I think yes, you did arrive late, and we talked about helium as being an option that we were obliged to disclose now that there was talk of the helium actually being potentially brought to market rather than reinjected. We don't know in what concentrations it's there. All we know is that it was detected during the Theta West well. We're progressing multiple strategies for funding, whoever asked that. I think that is it, Mark. With that, thank you all for participating, and I'll hand it over to Mark for final.

Operator

That's very kind of you, David. Thank you. Thank you once again to everybody for your engagement this afternoon. David, Bob, Jay, Justin, thank you also for your time. David, I'll shortly redirect everybody on the call to give you their feedback, their thoughts, their expectations. I just wondered, before doing so, just a couple of quick closing comments, and then, as I say, I'll send investors to give you some feedback.

David Hobbs
Executive Chairman, Pantheon Resources

In terms of where we've come from and where we're going to, I think you'll see that we've not made any transformational changes. We've simply refocused the strategy, tightened our focus on what it is that we're doing. We're moving it forward. We're sorry if we're not exciting enough for some people.

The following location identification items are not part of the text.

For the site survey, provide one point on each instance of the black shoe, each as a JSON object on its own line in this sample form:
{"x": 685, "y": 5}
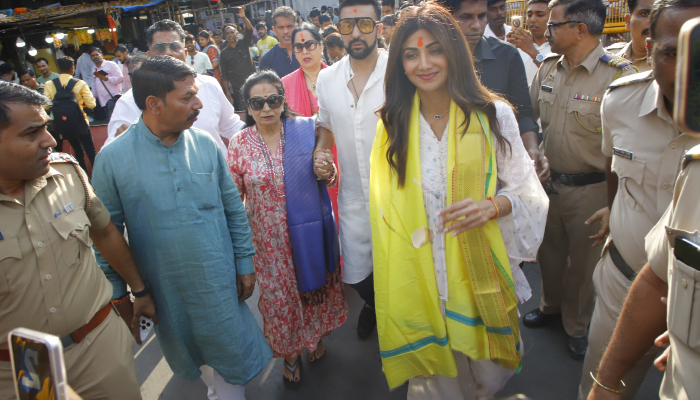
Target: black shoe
{"x": 537, "y": 319}
{"x": 576, "y": 347}
{"x": 366, "y": 322}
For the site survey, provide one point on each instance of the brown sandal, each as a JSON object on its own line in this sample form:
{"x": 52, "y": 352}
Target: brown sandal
{"x": 293, "y": 369}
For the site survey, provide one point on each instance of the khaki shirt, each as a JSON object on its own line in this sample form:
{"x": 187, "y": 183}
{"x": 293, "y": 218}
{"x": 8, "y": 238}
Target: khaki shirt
{"x": 625, "y": 50}
{"x": 646, "y": 149}
{"x": 682, "y": 219}
{"x": 572, "y": 127}
{"x": 49, "y": 280}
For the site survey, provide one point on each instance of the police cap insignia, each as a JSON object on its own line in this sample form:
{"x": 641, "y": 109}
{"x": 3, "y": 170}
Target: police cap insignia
{"x": 617, "y": 62}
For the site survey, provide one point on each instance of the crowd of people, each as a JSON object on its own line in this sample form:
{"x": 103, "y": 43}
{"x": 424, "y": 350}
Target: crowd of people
{"x": 419, "y": 155}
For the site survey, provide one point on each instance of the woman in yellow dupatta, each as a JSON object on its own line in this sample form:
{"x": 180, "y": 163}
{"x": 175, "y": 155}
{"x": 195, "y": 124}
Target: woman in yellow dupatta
{"x": 455, "y": 206}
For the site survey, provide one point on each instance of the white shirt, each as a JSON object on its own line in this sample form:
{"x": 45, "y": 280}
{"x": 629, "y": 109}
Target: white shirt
{"x": 201, "y": 62}
{"x": 217, "y": 116}
{"x": 530, "y": 66}
{"x": 522, "y": 230}
{"x": 354, "y": 127}
{"x": 84, "y": 67}
{"x": 489, "y": 33}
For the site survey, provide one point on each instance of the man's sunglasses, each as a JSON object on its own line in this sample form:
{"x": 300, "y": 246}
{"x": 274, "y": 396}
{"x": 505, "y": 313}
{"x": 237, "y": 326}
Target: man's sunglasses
{"x": 309, "y": 44}
{"x": 257, "y": 103}
{"x": 364, "y": 24}
{"x": 160, "y": 48}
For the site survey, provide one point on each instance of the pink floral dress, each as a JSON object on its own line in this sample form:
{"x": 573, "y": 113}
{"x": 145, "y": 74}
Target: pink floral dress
{"x": 290, "y": 325}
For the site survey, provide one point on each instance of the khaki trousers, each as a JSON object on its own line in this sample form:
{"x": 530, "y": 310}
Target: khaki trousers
{"x": 567, "y": 259}
{"x": 101, "y": 367}
{"x": 611, "y": 288}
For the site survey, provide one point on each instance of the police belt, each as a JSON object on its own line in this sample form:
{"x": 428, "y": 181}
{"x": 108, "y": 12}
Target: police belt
{"x": 78, "y": 335}
{"x": 578, "y": 179}
{"x": 620, "y": 262}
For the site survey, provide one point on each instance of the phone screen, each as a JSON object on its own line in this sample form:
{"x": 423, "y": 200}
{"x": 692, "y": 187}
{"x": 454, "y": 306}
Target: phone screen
{"x": 692, "y": 116}
{"x": 32, "y": 369}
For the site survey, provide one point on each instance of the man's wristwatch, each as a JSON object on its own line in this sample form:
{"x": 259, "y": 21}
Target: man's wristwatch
{"x": 146, "y": 291}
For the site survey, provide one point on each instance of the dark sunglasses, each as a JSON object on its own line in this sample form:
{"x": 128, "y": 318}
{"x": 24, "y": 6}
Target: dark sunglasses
{"x": 274, "y": 101}
{"x": 364, "y": 24}
{"x": 160, "y": 48}
{"x": 551, "y": 25}
{"x": 309, "y": 44}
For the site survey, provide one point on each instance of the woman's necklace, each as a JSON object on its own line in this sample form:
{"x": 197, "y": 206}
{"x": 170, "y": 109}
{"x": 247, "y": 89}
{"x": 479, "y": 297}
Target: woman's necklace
{"x": 273, "y": 176}
{"x": 313, "y": 82}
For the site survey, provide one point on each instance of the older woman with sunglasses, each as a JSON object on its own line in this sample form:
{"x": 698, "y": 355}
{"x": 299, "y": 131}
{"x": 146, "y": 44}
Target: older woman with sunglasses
{"x": 300, "y": 85}
{"x": 301, "y": 296}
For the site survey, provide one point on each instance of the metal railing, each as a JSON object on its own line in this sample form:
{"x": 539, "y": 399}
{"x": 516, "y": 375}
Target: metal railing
{"x": 614, "y": 23}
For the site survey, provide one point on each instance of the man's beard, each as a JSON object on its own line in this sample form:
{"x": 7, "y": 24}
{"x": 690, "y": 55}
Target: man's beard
{"x": 193, "y": 115}
{"x": 361, "y": 55}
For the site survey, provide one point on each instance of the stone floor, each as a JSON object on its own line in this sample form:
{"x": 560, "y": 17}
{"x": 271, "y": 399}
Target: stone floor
{"x": 351, "y": 368}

We think there's a lot going on over the coming months, with the delivery of the additional independent reports, with progress on financing with what we've talked about on the gas, with our neighbors test result, and beginning to plan, subject to funding for an exploration well on the eastern Topsets, in what would be potentially bringing up into a total of one billion barrels, recoverable, and appraising with a view to pushing the numbers up on Kodiak. We thank you for having joined us for the ride so far. We hope you'll stay with us. Certainly, we all remain absolutely committed and focused to delivering our strategy.

Operator

That's great. David, Jay, Bob, Justin, thank you once again for your time this afternoon. Could I please ask investors not to close this session, as we'll now automatically redirect you for the opportunity to provide your feedback in order that the company can better understand your views and expectations. This only take a few moments to complete, but I'm sure it'll be greatly valued by the company. On behalf of the management team of Pantheon Resources PLC, we'd like to thank you for attending today's presentation, and good afternoon to you all.